Demand from China, India and Brazil is likely to play a large role in determining the outlook for the base metal. A ramp-up in consumption in China has resulted in the country becoming a net importer of the metal. Zinc demand is also projected to grow in India and Brazil, which will require the mineral for use in fertilisers.
Zinc is widely used as an agent in galvanisation, where iron or steel is coated to protect the metals against corrosion. Consequently, the key end-users are in the construction sector, while other applications for zinc are in the automotive, electrical and machinery industries.
Supply chain Uncertainty
Coupled with new and efficient zinc battery technologies and galvanising activities, demand for the metal could potentially rise by 5,50,000 tonnes over the next few years, according to ILSZG estimates. The sharp rise creates an uncertainty over when and where new supplies will come from. In particular, finding finance to develop mines in a timely fashion will be a challenge amid the vitiated global business sentiment.
Nevertheless, there is also a risk of prices going south in case global economic conditions deteriorate, with the closure of consuming industries in the European Union in 2012 estimated to have impacted demand in the region by 5.5 per cent. The flagging fortunes of the steel sector — in which zinc is a key input ingredient — is of particular concern, with the slowdown in China and turmoil in Europe forcing manufacturers of the infrastructure-building material, such as ArcelorMittal, to idle their plants.
In India, zinc production has been on the rise. In 2010-11, Indian production of zinc mounted to 7,43,376 tonnes, a 22 per cent rise in comparison to the previous year, according to a reply to a Lok Sabha question by Mines Minister Dinsha Patel.
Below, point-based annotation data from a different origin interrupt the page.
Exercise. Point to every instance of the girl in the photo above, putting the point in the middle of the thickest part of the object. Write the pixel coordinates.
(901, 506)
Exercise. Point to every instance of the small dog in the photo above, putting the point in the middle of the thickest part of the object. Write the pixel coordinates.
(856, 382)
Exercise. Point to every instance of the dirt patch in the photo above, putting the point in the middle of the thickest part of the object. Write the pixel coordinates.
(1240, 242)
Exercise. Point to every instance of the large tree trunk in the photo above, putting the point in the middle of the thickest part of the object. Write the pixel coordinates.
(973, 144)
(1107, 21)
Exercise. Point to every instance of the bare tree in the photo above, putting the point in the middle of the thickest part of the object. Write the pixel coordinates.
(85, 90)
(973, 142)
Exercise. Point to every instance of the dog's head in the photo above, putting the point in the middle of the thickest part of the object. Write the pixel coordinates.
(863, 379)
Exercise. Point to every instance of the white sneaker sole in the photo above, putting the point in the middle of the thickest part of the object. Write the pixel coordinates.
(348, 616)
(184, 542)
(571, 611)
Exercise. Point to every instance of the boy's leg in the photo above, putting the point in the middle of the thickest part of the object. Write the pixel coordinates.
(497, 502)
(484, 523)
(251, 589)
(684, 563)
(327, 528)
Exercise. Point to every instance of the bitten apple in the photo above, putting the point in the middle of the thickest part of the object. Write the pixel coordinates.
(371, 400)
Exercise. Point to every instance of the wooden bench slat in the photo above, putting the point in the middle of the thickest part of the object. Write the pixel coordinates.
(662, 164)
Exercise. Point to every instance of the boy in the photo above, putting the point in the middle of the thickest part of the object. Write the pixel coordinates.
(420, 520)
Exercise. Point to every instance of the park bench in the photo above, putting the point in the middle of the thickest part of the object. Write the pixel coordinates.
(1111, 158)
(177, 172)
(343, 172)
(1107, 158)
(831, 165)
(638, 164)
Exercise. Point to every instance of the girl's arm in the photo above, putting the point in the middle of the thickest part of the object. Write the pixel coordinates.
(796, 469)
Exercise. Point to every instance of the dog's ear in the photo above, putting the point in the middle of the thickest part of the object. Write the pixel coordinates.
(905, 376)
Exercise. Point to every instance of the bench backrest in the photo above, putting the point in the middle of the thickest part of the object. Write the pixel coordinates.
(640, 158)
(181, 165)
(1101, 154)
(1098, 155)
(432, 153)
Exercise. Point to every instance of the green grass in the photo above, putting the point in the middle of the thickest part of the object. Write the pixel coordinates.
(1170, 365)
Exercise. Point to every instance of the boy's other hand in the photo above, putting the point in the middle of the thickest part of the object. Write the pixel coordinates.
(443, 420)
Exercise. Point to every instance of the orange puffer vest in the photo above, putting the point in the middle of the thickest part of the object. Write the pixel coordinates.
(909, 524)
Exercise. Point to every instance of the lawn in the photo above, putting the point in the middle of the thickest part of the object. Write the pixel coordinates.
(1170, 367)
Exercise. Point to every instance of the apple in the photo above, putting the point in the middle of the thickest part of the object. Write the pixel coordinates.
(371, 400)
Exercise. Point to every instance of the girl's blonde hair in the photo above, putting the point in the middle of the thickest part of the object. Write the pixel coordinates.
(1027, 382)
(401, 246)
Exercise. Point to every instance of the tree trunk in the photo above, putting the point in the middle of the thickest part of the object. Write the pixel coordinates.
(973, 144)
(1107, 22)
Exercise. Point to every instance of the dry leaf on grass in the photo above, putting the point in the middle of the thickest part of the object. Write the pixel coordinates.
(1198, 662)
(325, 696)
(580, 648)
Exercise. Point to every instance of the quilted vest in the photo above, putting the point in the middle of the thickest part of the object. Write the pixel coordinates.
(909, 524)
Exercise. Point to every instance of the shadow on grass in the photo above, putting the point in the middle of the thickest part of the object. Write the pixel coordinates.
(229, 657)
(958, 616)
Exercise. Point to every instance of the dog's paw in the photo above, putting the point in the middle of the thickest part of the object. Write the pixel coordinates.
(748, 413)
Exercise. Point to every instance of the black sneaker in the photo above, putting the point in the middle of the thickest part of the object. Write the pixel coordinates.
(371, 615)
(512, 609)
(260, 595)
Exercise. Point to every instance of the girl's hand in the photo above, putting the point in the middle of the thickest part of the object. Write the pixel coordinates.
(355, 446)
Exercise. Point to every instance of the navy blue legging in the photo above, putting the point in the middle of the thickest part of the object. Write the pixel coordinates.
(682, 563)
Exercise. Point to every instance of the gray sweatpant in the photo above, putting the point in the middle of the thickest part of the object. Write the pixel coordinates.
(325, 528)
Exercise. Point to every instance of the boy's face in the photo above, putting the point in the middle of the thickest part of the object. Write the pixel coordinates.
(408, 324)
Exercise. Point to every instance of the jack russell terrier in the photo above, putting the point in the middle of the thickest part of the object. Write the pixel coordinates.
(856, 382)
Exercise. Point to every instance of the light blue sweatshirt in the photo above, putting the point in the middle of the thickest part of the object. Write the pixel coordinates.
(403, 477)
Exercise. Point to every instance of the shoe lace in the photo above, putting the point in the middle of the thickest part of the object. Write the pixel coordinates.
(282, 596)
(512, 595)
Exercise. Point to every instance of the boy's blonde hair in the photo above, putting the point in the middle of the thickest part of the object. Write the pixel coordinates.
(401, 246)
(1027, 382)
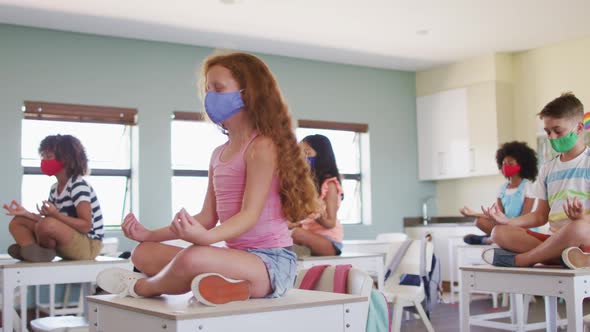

The country is ranked seventh in the world in terms of its zinc reserve base at the start of the 11th Five-Year Plan, but has since moved to fourth position, thanks to exploratory success.
Demand for zinc in India has been pegged at 6 lakh tonnes in 2012-13 and is projected to grow to 8.8 lakh tonnes by 2016-17. The Department of Mines has forecast that production will be ramped up to 9 lakh tonnes and will increase incrementally up to 2015-16. This will enable the country to meet most of its demand with domestic resources.
But zinc prices in India are primarily fixed on the basis of rates in the international spot market. What is more, dollar exchange rates could also play havoc with domestic zinc prices.
Zinc prices have been range-bound since September 2011. The metal currently trades at $110.50/kg in the domestic market with key support at $96/kg and resistance at $114 per kg. On the London Metal Exchange, zinc is being quoted at $2,085 a tonne, with key support at $1,740 a tonne and key resistance at $2,150 a tonne. In the long run, the World Bank forecasts prices to peak at $2,500/tonne in 2014 before settling around $2,200/tonne before the end of the decade.